Hinzu kommen noch die armen Verwandten in Kenia, die jetzt im eigentlichen Wahlkampf mitfiebern.
Nichts gegen Obama, aber Wahlkampf ist die eine Sache, regieren die andere. Was hat er bisher versprochen?
“Wir sind die, auf die wir gewartet haben.”, “Schicksal wird nicht für uns geschrieben, sondern von uns.”, “Wir zusammen können die Welt so gestalten, wie sie sein soll.”, “Yes, we can.” und “Wir wollen den Wechsel!”, sind die Sätze, mit denen er seine Demokraten bewegt hat. Im Nominierungswahlkampf mag das das Richtige gewesen sein, aber lässt sich damit etwas in der Welt des Regierens bewegen? Ich bin gespannt, welche Inhalte sein Wahlkampf gegen McCain hat.

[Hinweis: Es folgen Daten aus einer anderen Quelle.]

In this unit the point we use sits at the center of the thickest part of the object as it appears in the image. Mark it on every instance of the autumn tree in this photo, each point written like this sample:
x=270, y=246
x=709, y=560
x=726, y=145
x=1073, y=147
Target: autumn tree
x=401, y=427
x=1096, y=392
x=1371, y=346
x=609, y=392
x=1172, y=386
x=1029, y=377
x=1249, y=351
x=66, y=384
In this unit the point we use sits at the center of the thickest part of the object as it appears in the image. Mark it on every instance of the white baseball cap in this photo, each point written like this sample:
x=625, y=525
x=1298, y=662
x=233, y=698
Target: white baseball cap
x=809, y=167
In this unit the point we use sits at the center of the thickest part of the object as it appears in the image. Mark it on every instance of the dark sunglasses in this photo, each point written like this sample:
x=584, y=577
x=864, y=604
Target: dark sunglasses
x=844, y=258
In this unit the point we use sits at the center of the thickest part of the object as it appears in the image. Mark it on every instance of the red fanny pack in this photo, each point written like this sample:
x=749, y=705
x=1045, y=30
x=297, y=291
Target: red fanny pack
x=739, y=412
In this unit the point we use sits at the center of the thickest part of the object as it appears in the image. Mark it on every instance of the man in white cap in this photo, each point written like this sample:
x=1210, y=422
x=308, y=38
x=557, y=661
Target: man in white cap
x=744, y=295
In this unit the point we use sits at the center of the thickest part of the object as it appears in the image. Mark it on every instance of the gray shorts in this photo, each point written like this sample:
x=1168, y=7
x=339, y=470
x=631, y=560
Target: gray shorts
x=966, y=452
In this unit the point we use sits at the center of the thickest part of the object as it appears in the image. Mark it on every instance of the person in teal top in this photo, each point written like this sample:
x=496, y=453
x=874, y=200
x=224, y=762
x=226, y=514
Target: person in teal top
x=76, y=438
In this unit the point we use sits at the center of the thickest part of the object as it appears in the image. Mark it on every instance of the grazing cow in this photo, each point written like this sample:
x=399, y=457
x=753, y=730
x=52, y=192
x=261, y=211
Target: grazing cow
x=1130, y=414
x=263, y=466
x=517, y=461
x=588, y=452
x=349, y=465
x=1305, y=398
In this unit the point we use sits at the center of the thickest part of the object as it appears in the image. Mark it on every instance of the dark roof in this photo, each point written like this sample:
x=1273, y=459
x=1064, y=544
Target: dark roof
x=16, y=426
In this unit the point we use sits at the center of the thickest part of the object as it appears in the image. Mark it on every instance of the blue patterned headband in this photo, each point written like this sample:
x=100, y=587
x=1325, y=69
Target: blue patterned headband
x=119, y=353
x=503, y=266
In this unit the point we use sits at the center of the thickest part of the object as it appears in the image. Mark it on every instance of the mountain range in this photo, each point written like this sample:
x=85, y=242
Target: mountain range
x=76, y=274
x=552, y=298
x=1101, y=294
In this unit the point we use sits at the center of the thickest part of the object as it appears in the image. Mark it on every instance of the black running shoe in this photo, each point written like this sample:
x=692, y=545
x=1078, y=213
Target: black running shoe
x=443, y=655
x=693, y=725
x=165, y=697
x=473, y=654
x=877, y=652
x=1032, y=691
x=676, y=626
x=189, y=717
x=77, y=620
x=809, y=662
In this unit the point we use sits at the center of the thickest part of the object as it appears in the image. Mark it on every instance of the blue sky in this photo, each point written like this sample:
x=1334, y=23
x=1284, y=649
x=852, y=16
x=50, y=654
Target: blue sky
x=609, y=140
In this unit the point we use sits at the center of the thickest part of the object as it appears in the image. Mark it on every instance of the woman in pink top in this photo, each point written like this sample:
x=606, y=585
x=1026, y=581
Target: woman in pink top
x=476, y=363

Schwung, Begeisterung und Optimismus sind etwas tolles und können viel in Bewegung setzen. Reicht das für die Probleme, vor denen er stehen wird, falls er ins Oval Office einzieht? Es wäre schrecklich, wenn er die Erwartungen dann nicht erfüllt. Nicht nur für die USA.
Ich hoffe, er hat eine glückliche Hand bei der Auswahl seiner Berater.












3 Kommentare
Die “Sachzwänge” werden ihn schon noch früh genug einholen und der Egoismus der USA wird wohl weiter bestehen. Aber wenn sich eine Sichtweise durchsetzen würde, die nicht von vornherein auf Militärische Lösungen setzt, wäre schon viel gewonnen.
Ich bin gespannt. Im Grunde hat er es nach Georg W. Bush relativ leicht, zumindest einiges besser zu machen.
Gespannt bin ich, wie er mit dem in 2 Regierungszeiten gewachsenen Bush-System in Politik, Geheimdienst und Armee umgeht.
Ich denke, Obama steht in Amerika für einen neuen Anfang nach einer viel zu langen Ära Bush. Und genau dieser Neuanfang wird in den Vorwahlen viele Wähler für Obama begeistert haben. Und auch bei den tatsächlichen Wahlen wird Obama viel davon zehren.
Dass Clinton jetzt aufgegeben hat war ein logischer Schritt. Meiner Meinung nach kam er nur viel zu spät. Jetzt wird es darauf ankommen, die Partei nach dem langen internen Wahlkampf wieder zu vereinen. Sonst könnte am Ende noch McCain als Sieger aus dem ganzen hervorgehen.